Oil Halts Three-Day Rally as Focus Turns to Softer Economy
WASHINGTON, D.C. (DTN) -- Following a three-day advance, West Texas Intermediate futures on the New York Mercantile Exchange and Brent crude traded on the Intercontinental Exchange declined on Thursday after softer-than-expected economic data in the United States, China, and Eurozone brought demand concerns back into focus as market participants weighed the prospects of higher borrowing costs next year.
Thursday's selloff follows a hawkish message from the European Central Bank that opted for a smaller 0.5% increase in its benchmark interest rate on Thursday but signaled borrowing costs would go "significantly" higher next year to tame inflation.
At a news conference following the announcement, ECB President Christine Lagarde said, "Anybody who thinks this is a pivot for the ECB is wrong. We're not pivoting, we're not wavering, we are showing determination and resilience in continuing a journey where we have ... If you compare with the Fed, we have more ground to cover. We have longer to go."
European stocks plummeted in reaction to LaGarde's hawkish tone, sending pan-European Stoxx 600 2.8% lower on the session, with German and French indexes both plunging more than 3%. Stocks on Wall Street followed in step with the selloff across European markets, with Dow Jones Industrials closing the session 764 points lower.
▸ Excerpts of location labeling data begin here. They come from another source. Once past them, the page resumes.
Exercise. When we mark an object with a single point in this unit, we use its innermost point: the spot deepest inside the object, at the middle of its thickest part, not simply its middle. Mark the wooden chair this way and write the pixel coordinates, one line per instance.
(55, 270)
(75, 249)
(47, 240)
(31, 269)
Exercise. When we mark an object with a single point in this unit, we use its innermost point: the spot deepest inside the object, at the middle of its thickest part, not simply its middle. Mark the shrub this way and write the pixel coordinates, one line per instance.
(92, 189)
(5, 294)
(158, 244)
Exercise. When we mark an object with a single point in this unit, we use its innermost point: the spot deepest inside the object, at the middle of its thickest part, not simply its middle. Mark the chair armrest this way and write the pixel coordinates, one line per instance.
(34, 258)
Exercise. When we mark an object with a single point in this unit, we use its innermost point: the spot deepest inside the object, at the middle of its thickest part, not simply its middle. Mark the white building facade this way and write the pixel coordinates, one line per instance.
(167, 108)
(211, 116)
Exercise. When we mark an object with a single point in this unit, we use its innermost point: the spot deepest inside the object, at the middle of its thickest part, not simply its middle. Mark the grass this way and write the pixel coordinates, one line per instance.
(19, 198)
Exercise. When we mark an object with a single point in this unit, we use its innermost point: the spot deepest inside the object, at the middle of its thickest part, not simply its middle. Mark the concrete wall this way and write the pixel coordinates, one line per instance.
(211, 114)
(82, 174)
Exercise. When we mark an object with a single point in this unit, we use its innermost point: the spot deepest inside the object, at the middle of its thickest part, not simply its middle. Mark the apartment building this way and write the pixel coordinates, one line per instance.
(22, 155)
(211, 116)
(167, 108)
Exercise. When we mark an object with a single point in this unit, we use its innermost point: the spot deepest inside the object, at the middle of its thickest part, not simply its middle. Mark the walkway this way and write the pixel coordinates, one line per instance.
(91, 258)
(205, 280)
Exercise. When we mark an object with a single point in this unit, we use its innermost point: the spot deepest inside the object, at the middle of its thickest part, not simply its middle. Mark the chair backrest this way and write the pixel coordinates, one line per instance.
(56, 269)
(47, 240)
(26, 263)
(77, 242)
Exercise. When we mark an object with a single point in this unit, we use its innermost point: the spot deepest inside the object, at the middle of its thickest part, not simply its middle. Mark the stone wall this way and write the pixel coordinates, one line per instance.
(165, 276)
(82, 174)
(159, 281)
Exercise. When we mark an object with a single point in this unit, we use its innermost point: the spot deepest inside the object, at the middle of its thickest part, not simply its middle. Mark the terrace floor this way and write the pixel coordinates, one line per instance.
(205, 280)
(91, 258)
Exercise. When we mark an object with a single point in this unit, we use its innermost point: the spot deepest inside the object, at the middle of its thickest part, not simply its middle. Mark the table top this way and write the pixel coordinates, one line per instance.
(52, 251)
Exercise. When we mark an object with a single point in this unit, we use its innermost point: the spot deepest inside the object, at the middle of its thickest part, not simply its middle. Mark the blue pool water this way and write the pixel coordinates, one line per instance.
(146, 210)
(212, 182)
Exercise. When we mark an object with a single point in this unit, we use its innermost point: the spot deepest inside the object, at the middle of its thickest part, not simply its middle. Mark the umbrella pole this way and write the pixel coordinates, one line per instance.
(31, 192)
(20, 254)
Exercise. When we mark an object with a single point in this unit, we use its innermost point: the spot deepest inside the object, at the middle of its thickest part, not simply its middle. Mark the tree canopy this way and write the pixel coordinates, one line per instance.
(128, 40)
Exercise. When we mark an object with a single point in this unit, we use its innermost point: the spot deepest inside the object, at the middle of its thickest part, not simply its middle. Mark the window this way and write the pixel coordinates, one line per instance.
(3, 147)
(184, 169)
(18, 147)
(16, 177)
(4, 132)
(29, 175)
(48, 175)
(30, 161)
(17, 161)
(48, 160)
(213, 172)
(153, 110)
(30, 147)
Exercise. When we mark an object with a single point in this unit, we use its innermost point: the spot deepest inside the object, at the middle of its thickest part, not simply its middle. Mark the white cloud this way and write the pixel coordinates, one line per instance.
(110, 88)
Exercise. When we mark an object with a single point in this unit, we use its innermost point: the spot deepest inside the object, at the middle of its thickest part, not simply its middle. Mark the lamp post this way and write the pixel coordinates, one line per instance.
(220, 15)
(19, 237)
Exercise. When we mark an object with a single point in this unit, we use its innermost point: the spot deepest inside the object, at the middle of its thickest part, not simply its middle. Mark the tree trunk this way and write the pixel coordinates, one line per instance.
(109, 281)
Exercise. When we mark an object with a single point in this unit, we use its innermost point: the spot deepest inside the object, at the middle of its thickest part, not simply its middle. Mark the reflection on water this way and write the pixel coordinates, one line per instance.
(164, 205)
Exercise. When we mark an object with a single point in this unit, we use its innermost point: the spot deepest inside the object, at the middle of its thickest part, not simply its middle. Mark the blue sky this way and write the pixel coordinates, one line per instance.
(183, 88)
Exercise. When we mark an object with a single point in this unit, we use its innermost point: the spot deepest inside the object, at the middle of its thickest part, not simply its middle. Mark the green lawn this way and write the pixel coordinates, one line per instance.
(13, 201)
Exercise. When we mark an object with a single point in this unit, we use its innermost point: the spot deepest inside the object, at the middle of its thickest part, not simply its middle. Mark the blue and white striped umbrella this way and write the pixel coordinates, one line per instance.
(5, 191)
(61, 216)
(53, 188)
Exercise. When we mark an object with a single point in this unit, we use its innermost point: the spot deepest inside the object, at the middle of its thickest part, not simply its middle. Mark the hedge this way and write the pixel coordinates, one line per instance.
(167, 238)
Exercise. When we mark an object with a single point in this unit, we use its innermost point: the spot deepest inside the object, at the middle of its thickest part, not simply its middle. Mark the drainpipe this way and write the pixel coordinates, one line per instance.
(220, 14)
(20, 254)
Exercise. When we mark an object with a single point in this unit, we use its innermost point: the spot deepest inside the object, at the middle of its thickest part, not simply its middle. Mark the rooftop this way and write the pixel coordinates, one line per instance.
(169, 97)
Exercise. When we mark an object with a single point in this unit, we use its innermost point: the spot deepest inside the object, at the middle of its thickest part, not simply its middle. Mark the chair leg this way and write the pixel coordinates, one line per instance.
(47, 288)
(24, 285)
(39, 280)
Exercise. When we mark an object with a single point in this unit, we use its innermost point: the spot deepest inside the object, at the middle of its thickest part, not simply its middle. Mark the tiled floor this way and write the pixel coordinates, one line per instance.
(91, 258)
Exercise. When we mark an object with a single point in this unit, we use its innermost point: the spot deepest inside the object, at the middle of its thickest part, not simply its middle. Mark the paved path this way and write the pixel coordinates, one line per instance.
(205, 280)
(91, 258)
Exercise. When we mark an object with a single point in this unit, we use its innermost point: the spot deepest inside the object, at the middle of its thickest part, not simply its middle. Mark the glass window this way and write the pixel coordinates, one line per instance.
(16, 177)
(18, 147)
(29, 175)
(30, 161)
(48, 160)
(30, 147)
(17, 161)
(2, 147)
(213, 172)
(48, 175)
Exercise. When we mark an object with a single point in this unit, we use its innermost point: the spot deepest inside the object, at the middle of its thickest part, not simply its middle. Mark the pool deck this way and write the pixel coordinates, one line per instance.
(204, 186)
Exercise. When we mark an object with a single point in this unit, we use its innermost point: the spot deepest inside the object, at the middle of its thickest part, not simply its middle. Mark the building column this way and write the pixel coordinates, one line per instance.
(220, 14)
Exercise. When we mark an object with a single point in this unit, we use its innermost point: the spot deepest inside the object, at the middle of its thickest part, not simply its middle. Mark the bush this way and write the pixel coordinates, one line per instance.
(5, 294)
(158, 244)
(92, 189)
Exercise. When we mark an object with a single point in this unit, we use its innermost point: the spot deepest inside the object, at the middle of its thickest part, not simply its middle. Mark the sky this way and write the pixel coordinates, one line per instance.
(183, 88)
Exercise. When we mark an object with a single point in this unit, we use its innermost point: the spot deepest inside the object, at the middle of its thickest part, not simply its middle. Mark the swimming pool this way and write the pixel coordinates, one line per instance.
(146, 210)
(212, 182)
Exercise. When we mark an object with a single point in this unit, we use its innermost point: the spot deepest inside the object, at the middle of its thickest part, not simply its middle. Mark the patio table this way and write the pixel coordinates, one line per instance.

ECB's rate announcement comes a day after U.S. Federal Reserve raised its federal funds rate 0.5%, in line with market expectations, and a stepdown from the 0.75% rate hikes from the previous four meetings. However, the focus remained with the Federal Open Market Committee's economic projections that showed a rather bleak outlook for the economy next year, with GDP growth expected to expand by just 0.5%, down from their 1.2% growth outlook in September. FOMC expects the national unemployment rate to rise to 4.6% next year compared with a 3.7% jobless rate in November.
What's more hawkish, median projections for the peak federal funds rate is now seen ending 2023 at 5.1%, up from 4.6% in September's projections. The federal funds rate is now in a 4.25% to 4.5% target range, meaning the central bank is projecting to lift the key overnight borrowing rate by another 0.75% over the course of 2023.
While addressing the question about the outlook for the economy, Federal Reserve Chairman Jerome Powell in a news conference Wednesday afternoon acknowledged that, "it all boils down to how fast inflation will go down. The last two CPI reports were a welcome reduction in inflationary pressures, but the central bank needs substantially more evidence that inflation is moving towards the Fed's 2% target."
On an annualized basis, inflation was still above 7% in November -- more than three times greater than the Fed's goal.
Further weighing on the oil complex, TC Energy, the operator of the 610,000 bpd Keystone pipeline, said it had partially restarted the pipeline that was unaffected by the rupture detected on Dec. 7. The restarted line extends from Alberta, Canada to Steele City, Nebraska, and from Steele City to the refining center in Illinois at Wood River and Patoka. A segment of the pipeline that brings oil from Steele City to the Cushing, Oklahoma storage hub won't be restarted until it is safe to do so, and after the company receives approval from federal regulators. The company said it continues to investigate the spill.
The shutdown has limited the flow of heavy crude to Gulf Coast refiners that utilize the heavier crude grades for diesel production. U.S. Energy Information in its inventory report released Wednesday said refiners in the Gulf Coast cut utilization capacity by 3% during the week-ended Dec. 9.
The disruption has yet to show an impact to inventory levels at the Cushing hub, with EIA reporting a 426,000 bbl build last week that lifted stocks there to 24.4 million bbl. Commercial crude oil inventories last week jumped 10.2 million bbl during the week-ended Dec. 9, contrary to expectations for a 3.1 million bbl drawdown. The supersized build was, in part, realized on the back of a 4.7 million bbl transfer of crude oil from the nation's Strategic Petroleum Reserve to the commercial side.
At settlement, January WTI futures declined $1.17 to $76.11 bbl, and February Brent futures on ICE dropped to $81.21 bbl, down $1.49 bbl. NYMEX January RBOB futures fell $0.0776 to $2.1668 gallon and January ULSD futures edged up to a $3.2313 gallon settlement.